Mentoring is what develops future leaders in any field. Mentors come in all shapes and sizes. Some fear and resist change, others are big-picture visionaries who welcome change. A mentor's key characteristics?
- Encouraging staff to be all they can be.
- Modelling how exemplary professionals think and act.
FOR FUN
I chose the blog's title song for its lyrics about life being short and there's no time to fuss about. Mentor potential lab leaders NOW or the proverbial poop will hit the fan as experienced staff retire in increasing numbers.
- We can work it out (Beatles, 1965)
For fussing and fighting, my friend
I have always thought that it's a crime
So I will ask you once again
Try to see it my way
Only time will tell if I am right or I am wrong....
FURTHER READING
- Developing the next generation of lab leaders (Nov. 2015)
CSTM 'I will remember you' blogs (in alphabetical order)

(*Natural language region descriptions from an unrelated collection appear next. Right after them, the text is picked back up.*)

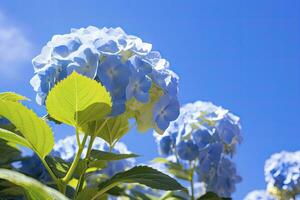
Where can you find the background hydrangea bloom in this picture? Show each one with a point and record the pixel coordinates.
(206, 135)
(259, 195)
(138, 79)
(282, 171)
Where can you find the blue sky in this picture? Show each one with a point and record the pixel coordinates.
(243, 55)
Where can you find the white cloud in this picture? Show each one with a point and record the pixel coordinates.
(14, 48)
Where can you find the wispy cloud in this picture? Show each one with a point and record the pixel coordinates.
(15, 48)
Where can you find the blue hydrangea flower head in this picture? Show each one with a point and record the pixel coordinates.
(187, 150)
(165, 145)
(209, 160)
(204, 136)
(224, 180)
(166, 110)
(124, 64)
(259, 195)
(282, 171)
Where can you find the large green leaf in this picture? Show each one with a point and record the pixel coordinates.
(35, 130)
(59, 166)
(33, 189)
(175, 168)
(103, 155)
(77, 100)
(11, 96)
(9, 153)
(143, 175)
(14, 138)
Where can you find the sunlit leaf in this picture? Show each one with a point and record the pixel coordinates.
(143, 175)
(35, 130)
(212, 196)
(11, 96)
(176, 169)
(103, 155)
(34, 190)
(77, 100)
(14, 138)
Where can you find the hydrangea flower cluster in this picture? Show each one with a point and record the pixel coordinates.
(67, 148)
(138, 79)
(206, 135)
(282, 171)
(259, 195)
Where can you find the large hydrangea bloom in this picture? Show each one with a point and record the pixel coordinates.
(205, 134)
(138, 79)
(259, 195)
(67, 148)
(282, 171)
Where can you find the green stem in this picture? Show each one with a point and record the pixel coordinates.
(89, 149)
(103, 190)
(53, 176)
(192, 165)
(81, 178)
(70, 172)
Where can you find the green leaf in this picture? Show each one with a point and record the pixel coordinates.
(212, 196)
(77, 100)
(14, 138)
(113, 129)
(11, 96)
(59, 166)
(175, 168)
(87, 193)
(143, 175)
(33, 189)
(8, 153)
(35, 130)
(108, 156)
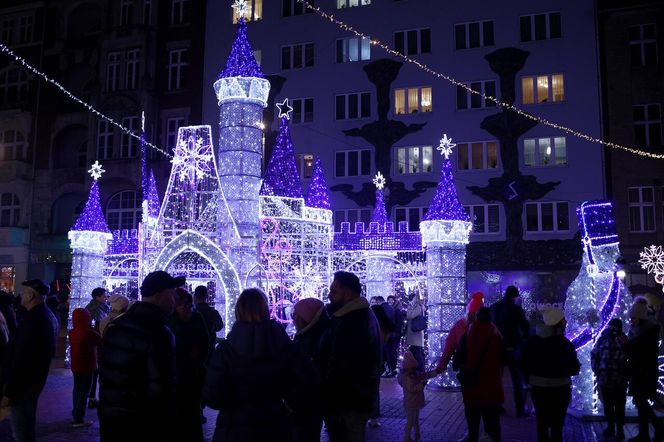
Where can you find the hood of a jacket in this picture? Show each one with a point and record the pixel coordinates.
(81, 318)
(256, 341)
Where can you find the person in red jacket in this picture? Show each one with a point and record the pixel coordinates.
(83, 343)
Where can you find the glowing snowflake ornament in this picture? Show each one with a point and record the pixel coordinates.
(379, 181)
(193, 159)
(445, 147)
(96, 170)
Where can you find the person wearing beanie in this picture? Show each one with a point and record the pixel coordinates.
(459, 329)
(642, 348)
(412, 382)
(609, 362)
(549, 361)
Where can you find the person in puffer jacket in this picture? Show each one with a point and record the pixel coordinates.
(83, 344)
(549, 361)
(609, 363)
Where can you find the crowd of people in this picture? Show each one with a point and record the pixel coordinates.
(158, 363)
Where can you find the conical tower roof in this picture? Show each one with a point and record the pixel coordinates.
(282, 177)
(318, 196)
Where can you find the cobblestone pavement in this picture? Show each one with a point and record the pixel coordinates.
(441, 419)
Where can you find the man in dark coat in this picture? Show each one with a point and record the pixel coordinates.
(350, 351)
(29, 353)
(137, 399)
(514, 327)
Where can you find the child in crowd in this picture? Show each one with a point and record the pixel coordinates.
(412, 381)
(83, 342)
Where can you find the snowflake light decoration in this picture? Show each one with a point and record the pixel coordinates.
(379, 181)
(445, 146)
(193, 159)
(652, 261)
(96, 170)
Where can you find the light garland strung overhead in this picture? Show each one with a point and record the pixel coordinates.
(450, 79)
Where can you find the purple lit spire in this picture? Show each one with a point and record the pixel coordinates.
(92, 218)
(317, 194)
(241, 61)
(281, 177)
(446, 204)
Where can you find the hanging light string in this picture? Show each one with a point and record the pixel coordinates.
(450, 79)
(24, 62)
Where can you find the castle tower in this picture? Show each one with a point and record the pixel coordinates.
(445, 229)
(242, 93)
(88, 240)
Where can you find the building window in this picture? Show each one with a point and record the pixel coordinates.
(485, 218)
(133, 68)
(549, 151)
(129, 144)
(303, 110)
(647, 125)
(25, 29)
(469, 100)
(542, 88)
(254, 11)
(412, 100)
(13, 85)
(297, 56)
(123, 210)
(351, 3)
(477, 156)
(643, 44)
(413, 42)
(540, 26)
(352, 106)
(417, 159)
(180, 11)
(641, 209)
(12, 146)
(295, 7)
(351, 216)
(104, 140)
(305, 164)
(112, 71)
(352, 163)
(126, 7)
(411, 214)
(172, 126)
(177, 69)
(10, 210)
(547, 217)
(353, 49)
(147, 12)
(474, 35)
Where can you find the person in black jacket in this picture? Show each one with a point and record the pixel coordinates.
(137, 399)
(257, 376)
(29, 352)
(511, 321)
(642, 348)
(549, 360)
(350, 351)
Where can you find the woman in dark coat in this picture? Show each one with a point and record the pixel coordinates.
(256, 376)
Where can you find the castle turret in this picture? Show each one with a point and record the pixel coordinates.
(445, 229)
(242, 93)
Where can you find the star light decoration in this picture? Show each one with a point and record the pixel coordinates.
(285, 109)
(652, 261)
(193, 159)
(379, 181)
(96, 170)
(445, 147)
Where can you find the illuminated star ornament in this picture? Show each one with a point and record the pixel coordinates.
(445, 146)
(285, 109)
(96, 170)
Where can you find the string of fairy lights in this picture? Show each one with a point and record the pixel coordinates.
(448, 78)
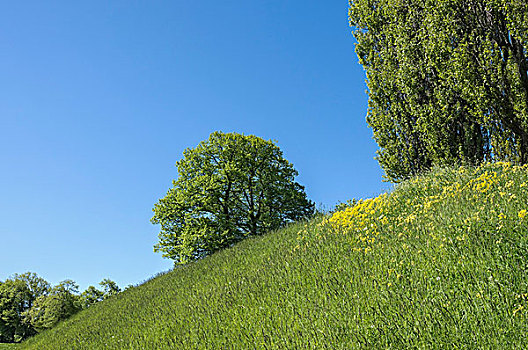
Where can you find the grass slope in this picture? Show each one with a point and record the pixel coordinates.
(440, 262)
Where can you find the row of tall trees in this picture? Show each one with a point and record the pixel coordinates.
(447, 80)
(29, 304)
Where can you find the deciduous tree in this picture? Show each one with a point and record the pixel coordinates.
(447, 80)
(229, 187)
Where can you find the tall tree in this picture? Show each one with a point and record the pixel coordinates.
(229, 187)
(448, 80)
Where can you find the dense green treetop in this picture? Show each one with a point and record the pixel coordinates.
(229, 187)
(447, 80)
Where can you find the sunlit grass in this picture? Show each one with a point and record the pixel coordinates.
(440, 262)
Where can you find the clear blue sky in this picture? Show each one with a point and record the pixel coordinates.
(98, 100)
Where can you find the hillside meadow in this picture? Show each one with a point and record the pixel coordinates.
(439, 262)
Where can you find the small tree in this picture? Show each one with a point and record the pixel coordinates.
(60, 303)
(229, 187)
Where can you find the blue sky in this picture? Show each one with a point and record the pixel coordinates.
(100, 98)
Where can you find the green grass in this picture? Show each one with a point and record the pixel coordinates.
(440, 262)
(8, 346)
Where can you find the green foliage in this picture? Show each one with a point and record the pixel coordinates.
(61, 302)
(440, 262)
(229, 187)
(447, 80)
(28, 304)
(17, 296)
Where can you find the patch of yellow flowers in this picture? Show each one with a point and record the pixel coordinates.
(489, 185)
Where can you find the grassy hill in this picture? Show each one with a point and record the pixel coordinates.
(440, 262)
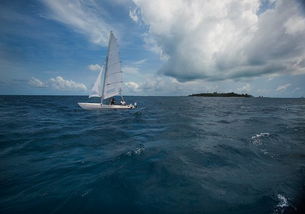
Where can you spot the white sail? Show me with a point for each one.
(96, 90)
(113, 74)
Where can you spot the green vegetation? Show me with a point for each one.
(216, 94)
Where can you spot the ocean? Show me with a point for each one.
(171, 155)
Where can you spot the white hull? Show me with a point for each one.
(99, 106)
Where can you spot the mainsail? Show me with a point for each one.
(109, 81)
(112, 79)
(97, 88)
(113, 75)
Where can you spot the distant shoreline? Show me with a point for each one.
(216, 94)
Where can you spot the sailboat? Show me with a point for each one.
(109, 81)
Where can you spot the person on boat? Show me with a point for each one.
(112, 101)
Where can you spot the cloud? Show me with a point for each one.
(58, 83)
(217, 40)
(62, 84)
(140, 62)
(37, 83)
(133, 14)
(245, 88)
(82, 16)
(282, 87)
(95, 67)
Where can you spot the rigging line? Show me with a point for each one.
(114, 73)
(114, 82)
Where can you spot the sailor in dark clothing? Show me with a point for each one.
(112, 101)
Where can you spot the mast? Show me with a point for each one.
(106, 68)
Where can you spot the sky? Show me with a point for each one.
(167, 47)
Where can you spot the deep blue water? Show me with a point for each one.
(173, 155)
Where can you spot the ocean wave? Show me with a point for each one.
(136, 151)
(282, 204)
(257, 139)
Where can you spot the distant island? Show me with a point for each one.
(216, 94)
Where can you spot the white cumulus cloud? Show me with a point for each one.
(61, 84)
(217, 40)
(82, 16)
(37, 83)
(282, 87)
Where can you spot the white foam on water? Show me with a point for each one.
(136, 151)
(256, 139)
(283, 202)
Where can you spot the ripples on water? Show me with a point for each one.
(173, 155)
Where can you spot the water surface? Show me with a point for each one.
(173, 155)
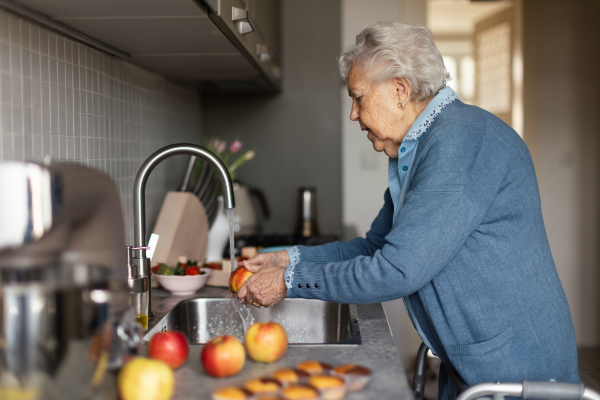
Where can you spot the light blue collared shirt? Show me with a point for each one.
(398, 167)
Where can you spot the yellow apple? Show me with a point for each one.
(223, 356)
(266, 341)
(146, 379)
(238, 277)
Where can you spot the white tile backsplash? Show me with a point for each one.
(62, 98)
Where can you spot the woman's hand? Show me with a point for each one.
(266, 287)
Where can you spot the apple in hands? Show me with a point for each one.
(223, 356)
(238, 278)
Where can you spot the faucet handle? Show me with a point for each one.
(130, 267)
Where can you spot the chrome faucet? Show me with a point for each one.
(139, 258)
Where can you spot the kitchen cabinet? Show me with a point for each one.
(195, 42)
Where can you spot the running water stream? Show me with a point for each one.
(231, 242)
(242, 310)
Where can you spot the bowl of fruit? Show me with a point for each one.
(183, 279)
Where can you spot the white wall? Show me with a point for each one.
(569, 153)
(65, 99)
(364, 171)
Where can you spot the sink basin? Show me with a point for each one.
(307, 322)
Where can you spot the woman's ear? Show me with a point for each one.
(403, 90)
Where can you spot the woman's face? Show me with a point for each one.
(375, 107)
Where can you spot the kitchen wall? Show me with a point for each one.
(296, 134)
(64, 99)
(564, 134)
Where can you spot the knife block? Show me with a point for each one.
(182, 229)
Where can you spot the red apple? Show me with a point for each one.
(238, 277)
(170, 347)
(223, 356)
(266, 341)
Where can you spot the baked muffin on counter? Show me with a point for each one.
(313, 367)
(289, 376)
(231, 393)
(300, 392)
(263, 386)
(356, 376)
(330, 387)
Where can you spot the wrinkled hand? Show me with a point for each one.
(266, 287)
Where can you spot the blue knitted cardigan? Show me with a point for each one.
(468, 249)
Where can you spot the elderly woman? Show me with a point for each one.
(460, 237)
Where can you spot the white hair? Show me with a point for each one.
(403, 51)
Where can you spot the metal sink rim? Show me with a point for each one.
(353, 322)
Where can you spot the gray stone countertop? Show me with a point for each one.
(376, 352)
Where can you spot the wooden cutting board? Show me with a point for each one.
(182, 228)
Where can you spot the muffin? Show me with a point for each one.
(268, 397)
(356, 376)
(231, 393)
(312, 367)
(289, 375)
(331, 387)
(300, 392)
(262, 386)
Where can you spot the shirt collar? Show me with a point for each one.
(426, 118)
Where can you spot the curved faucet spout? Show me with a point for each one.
(139, 187)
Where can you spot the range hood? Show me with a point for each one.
(198, 43)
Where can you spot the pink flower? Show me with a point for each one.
(250, 155)
(235, 146)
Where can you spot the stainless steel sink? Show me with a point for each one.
(307, 322)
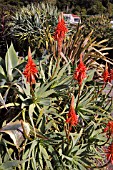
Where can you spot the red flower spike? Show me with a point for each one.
(72, 117)
(109, 127)
(111, 74)
(106, 75)
(30, 70)
(80, 72)
(110, 153)
(60, 32)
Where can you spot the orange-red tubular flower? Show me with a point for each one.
(80, 71)
(111, 74)
(72, 117)
(110, 153)
(30, 70)
(109, 128)
(60, 32)
(106, 75)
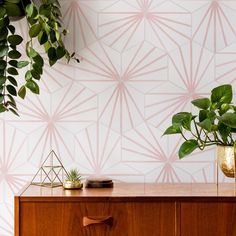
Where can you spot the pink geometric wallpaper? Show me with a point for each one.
(141, 61)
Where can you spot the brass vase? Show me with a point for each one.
(72, 184)
(226, 160)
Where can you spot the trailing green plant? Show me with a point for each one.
(73, 175)
(214, 124)
(44, 27)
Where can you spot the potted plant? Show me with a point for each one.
(73, 180)
(44, 27)
(214, 124)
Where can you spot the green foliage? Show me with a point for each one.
(214, 124)
(44, 25)
(73, 175)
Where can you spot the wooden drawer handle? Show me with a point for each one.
(90, 221)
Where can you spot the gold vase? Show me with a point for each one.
(225, 158)
(72, 184)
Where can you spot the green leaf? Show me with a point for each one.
(202, 103)
(53, 38)
(4, 22)
(184, 119)
(222, 94)
(15, 39)
(11, 90)
(11, 28)
(13, 111)
(224, 131)
(28, 75)
(37, 68)
(228, 119)
(22, 92)
(38, 60)
(60, 51)
(13, 1)
(34, 30)
(2, 108)
(3, 64)
(187, 148)
(46, 46)
(14, 54)
(35, 74)
(22, 64)
(29, 10)
(1, 98)
(3, 50)
(42, 37)
(2, 80)
(12, 80)
(206, 124)
(4, 33)
(33, 86)
(12, 71)
(12, 9)
(32, 52)
(13, 63)
(45, 10)
(173, 129)
(11, 99)
(52, 55)
(2, 12)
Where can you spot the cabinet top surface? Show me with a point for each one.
(126, 190)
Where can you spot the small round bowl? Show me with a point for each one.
(72, 184)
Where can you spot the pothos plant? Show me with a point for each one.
(73, 175)
(214, 124)
(44, 28)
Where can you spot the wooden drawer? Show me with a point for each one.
(66, 218)
(208, 219)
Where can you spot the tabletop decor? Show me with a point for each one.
(51, 173)
(99, 182)
(43, 18)
(214, 124)
(73, 180)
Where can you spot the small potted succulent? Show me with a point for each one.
(43, 20)
(73, 180)
(214, 124)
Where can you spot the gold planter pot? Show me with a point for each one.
(226, 161)
(72, 184)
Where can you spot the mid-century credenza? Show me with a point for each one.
(128, 209)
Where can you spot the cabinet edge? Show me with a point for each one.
(17, 216)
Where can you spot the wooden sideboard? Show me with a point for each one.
(127, 210)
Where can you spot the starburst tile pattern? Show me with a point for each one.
(126, 23)
(141, 61)
(191, 75)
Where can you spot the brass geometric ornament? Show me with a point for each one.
(51, 173)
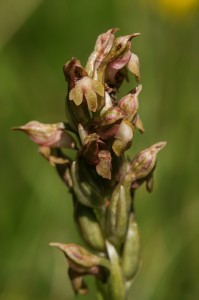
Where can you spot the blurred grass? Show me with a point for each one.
(36, 39)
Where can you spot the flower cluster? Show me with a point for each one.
(101, 179)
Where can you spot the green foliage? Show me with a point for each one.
(35, 207)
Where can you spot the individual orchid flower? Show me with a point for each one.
(125, 58)
(90, 90)
(102, 47)
(81, 262)
(48, 135)
(123, 138)
(95, 153)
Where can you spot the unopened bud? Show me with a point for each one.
(134, 66)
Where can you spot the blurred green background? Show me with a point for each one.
(36, 38)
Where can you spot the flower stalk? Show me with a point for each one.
(101, 179)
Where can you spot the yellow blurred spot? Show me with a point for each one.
(177, 7)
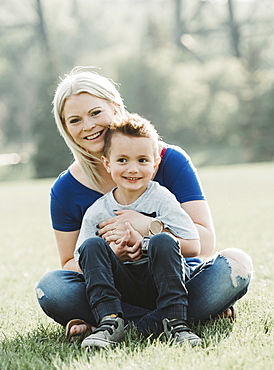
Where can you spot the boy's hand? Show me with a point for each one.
(114, 228)
(123, 250)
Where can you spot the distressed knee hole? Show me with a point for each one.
(240, 263)
(39, 293)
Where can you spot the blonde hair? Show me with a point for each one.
(82, 80)
(135, 126)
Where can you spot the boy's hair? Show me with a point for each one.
(133, 125)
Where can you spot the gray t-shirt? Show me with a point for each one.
(156, 201)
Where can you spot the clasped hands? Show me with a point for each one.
(124, 233)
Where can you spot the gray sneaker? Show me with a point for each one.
(110, 331)
(177, 331)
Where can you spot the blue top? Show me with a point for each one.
(70, 199)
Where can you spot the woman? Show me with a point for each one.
(84, 105)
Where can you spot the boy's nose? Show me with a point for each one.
(133, 168)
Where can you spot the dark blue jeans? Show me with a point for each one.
(213, 287)
(156, 283)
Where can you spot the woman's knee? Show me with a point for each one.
(92, 245)
(239, 261)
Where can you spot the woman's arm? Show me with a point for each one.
(200, 214)
(66, 242)
(198, 211)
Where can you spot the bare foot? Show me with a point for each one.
(76, 328)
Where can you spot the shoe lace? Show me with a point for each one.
(106, 325)
(177, 326)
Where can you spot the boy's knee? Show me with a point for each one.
(162, 243)
(91, 245)
(239, 261)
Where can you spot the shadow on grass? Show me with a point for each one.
(46, 347)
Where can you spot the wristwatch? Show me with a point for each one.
(155, 227)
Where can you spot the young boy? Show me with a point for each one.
(155, 280)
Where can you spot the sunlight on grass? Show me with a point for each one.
(242, 204)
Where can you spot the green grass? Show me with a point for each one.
(242, 202)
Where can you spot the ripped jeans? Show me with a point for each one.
(213, 287)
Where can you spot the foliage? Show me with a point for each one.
(243, 219)
(202, 71)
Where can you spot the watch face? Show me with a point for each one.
(156, 227)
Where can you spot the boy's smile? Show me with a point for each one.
(131, 164)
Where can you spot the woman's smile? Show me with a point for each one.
(87, 118)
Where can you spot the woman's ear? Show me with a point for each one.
(105, 163)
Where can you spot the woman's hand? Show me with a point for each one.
(114, 228)
(122, 249)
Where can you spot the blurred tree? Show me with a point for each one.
(52, 154)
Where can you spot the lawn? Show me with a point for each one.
(241, 198)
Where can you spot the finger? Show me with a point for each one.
(135, 247)
(107, 222)
(135, 256)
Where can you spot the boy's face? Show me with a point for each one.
(131, 162)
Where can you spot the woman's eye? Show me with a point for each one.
(95, 113)
(74, 121)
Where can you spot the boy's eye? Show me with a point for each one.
(74, 121)
(122, 160)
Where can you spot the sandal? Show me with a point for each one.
(69, 325)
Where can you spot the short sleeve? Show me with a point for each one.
(69, 200)
(178, 174)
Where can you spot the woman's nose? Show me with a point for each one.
(88, 124)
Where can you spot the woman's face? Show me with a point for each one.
(87, 118)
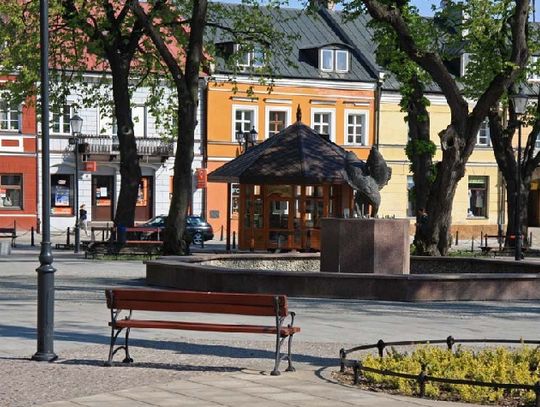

Sample quotes related to this blog's theme
NOTE: These blogs are based on my interviews with health professionals, leaders in their field, to celebrate their outstanding careers, awards, and accomplishments. Refreshingly, besides all the things they loved about their transfusion medicine lives (read the blogs!), they also speak frankly about regrets and the realities of laboratory consolidation and cost constraints.
- Kieran Biggins (17 Jan. 2016)
- Also, I regret allowing myself to be consumed by change fatigue during the last few years of working for Alberta Health Services.
- ...I became the first Transfusion Safety Officer (TSO) in Alberta. Unfortunately, as the healthcare system in Alberta was consolidated yet again and again, my employer felt it necessary to add additional responsibilities to my new position such that I soon had two full-time equivalent responsibilities: TSO and Laboratory Quality Assurance Supervisor!
- In the last few years of my employment with AHS, there was an overwhelming culture of DON'T question any changes, keep your head down, don't make waves and don't rock the boat. Unfortunately, this (as you know) is not me....
- Kathy Chambers (8 Jan. 2016)
- Accomplishments and fun: Managing a team of smart, empowered women who made the transfusion service as good when I was not there as when I was.
- This happened at RCH in New Westminster. From designing a new lab, working in less than good circumstances... moving into the new space and doing great work in their day-to-day duties, I think we truly had a quality system before it was introduced into labs.
- Others: Having good mentors to make me a better person...
- Attending conferences all over the world, meeting and networking with fellow TM practitioners. Loads of memories and great friendships.
- Kate Gagliardi (20 Mar. 2016)
- 'Regionalization – most of us minions had no control over fundamental changes in the environment which led to multi-sited organizations – and yet I sincerely missed the glory days of a single-site academic institution and the world within it that we had created. It would have been nice to retain some of the good things – tight, dedicated teams, which endured despite changes in the personnel and services.'
- Dianne Powell (7 Feb. 2016)
- As a cost cutting measure, the RAH and Charles Camsell Hospital laboratory services were to merge. The process involved much uncertainly and anxiety. Our laboratory manager at the Camsell was given a package and quietly disappeared and staff felt quite un-tethered. As supervisors, we tried to provide support for the lab staff as we were dealing with the uncertainty, but as supervisors we were also dealing with maintaining the daily routine in the lab and ensuring testing got done.
And we were told almost immediately that- We would need to submit our resumes and compete with our counterparts at the RAH Laboratory for our positions.
- If unsuccessful in the competition, there was no place in the organization for us.
- We would be given a package and be asked to leave immediately so we should have our personal stuff packed up.
- Sounds like the reality TV show 'Survivor', no?